Intermediate: Finding Flares and Variable Stars in TASOC Light Curves#

This notebook demostrates MAST’s programmatic tools for accessing TESS time series data while exploring a flaring star from the literature (Günther et al 2019) and a nearby variable star.

The following topics will be covered:

  • Using the MAST API to get mission pipeline and TASOC light curves

  • Plotting TESS light curves in Python

  • Using the MAST API to make an full frame image (FFI) cutout

  • Creating a movie of TPF frames in Python

  • Using the MAST API to get a list of TESS Input Catalog (TIC) sources

  • Over plotting TIC sources on TESS images

  • Exploring the period of a variable star

Table of contents#

  1. Exploring a known stellar flare

    1. Querying MAST

    2. Downloading the light curves

    3. Plotting the light curves

    4. Making an animation

  2. Exploring a variable star

    1. Overlaying TESS Input Catalog sources

    2. Getting the variable star light curve

    3. Plotting the variable star light curve

    4. Finding the period of the variable star

  3. Additional Resources

  4. About this Notebook


Terminology#

  • TESS: The Transiting Exoplanet Survey Satellite

  • TASOC: The TESS Asteroseismic Science Operations Center

  • Sector: TESS observed the sky in regions of 24x96 degrees along the southern, then northern, ecliptic hemispheres. Each of these regions is referred to as a “sector”, starting with Sector 1.

  • TIC: The TESS input catalog.

  • FFI: TESS periodically reads out the entire frame of all four cameras, nominally every 30 minutes, and stores them as full frame images (FFIs).

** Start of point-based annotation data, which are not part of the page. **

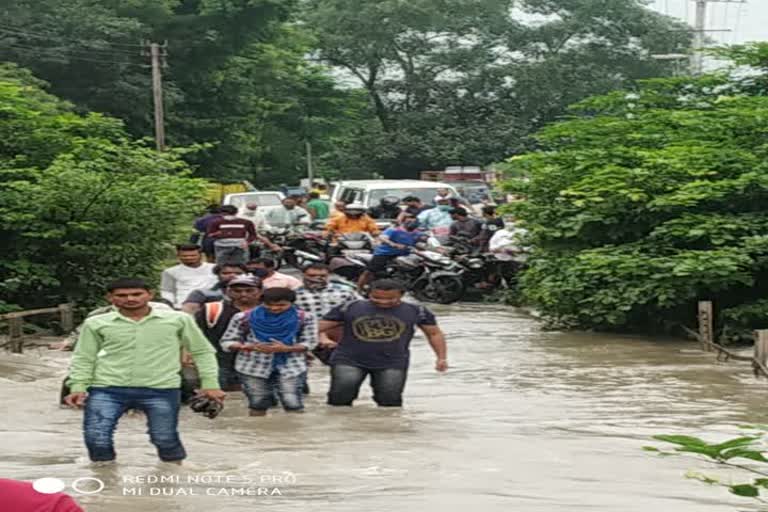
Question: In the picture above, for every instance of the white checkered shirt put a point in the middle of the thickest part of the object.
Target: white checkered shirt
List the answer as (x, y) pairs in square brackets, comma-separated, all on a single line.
[(320, 302), (257, 364)]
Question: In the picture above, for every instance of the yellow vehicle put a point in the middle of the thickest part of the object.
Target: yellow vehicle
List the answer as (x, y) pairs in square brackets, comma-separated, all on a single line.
[(218, 191)]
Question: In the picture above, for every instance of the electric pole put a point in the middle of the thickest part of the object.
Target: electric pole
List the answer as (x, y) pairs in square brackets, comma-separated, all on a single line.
[(700, 28), (310, 168), (157, 53)]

  • TPF: Target Pixel File, a fits file containing stacks of small images centered on a target, one image for every timestamp the telescope took data.

  • HDU: Header Data Unit. A FITS file is made up of HDUs that contain data and metadata relating to the file. The first HDU is called the primary HDU, and anything that follows is considered an “extension”, e.g., “the first FITS extension”, “the second FITS extension”, etc.

  • HDUList: A list of HDUs that comprise a fits file.

  • BJD: Barycentric Julian Date, the Julian Date that has been corrected for differences in the Earth’s position with respect to the Solar System center of mass.

  • BTJD: Barycentric TESS Julian Date, the timestamp measured in BJD, but offset by 2457000.0. I.e., BTJD = BJD - 2457000.0

  • WCS: World Coordinate System, the coordinates that locate an astronomical object on the sky.


Imports#

In this notbook we will use the MAST module of Astroquery (astroquery.mast) to query and download data, and various astropy and numpy functions to manipulate the data. We will use both the matplotlib and bokeh plotting packages to visualize our data as they have different strengths and weaknesses.

# For querying for data
from astroquery.mast import Tesscut, Observations, Catalogs

# For manipulating data
import numpy as np

from astropy.table import Table
from astropy.coordinates import SkyCoord
from astropy.io import fits
from astropy.wcs import WCS
from astropy.timeseries import LombScargle
from astropy.time import Time
import astropy.units as u

# For matplotlib plotting
import matplotlib
%matplotlib inline

import matplotlib.pyplot as plt
import matplotlib.animation as animation

# For animation display
from matplotlib import rc
from IPython.display import HTML
rc('animation', html='jshtml')

# For bokeh plotting
from bokeh import plotting
from bokeh.models import Span
plotting.output_notebook()

Exploring a stellar flare#

Selecting the flare#

We will start with a known flare from the literature, in this case from Günther, M. N., Zhan, Z., Seager, S., et al. 2019, arXiv e-prints, arXiv:1901.00443. We picked a particularly long flare to give us the best chance of finding it in the 30 minute cadence data as well as the 2 minute cadence data.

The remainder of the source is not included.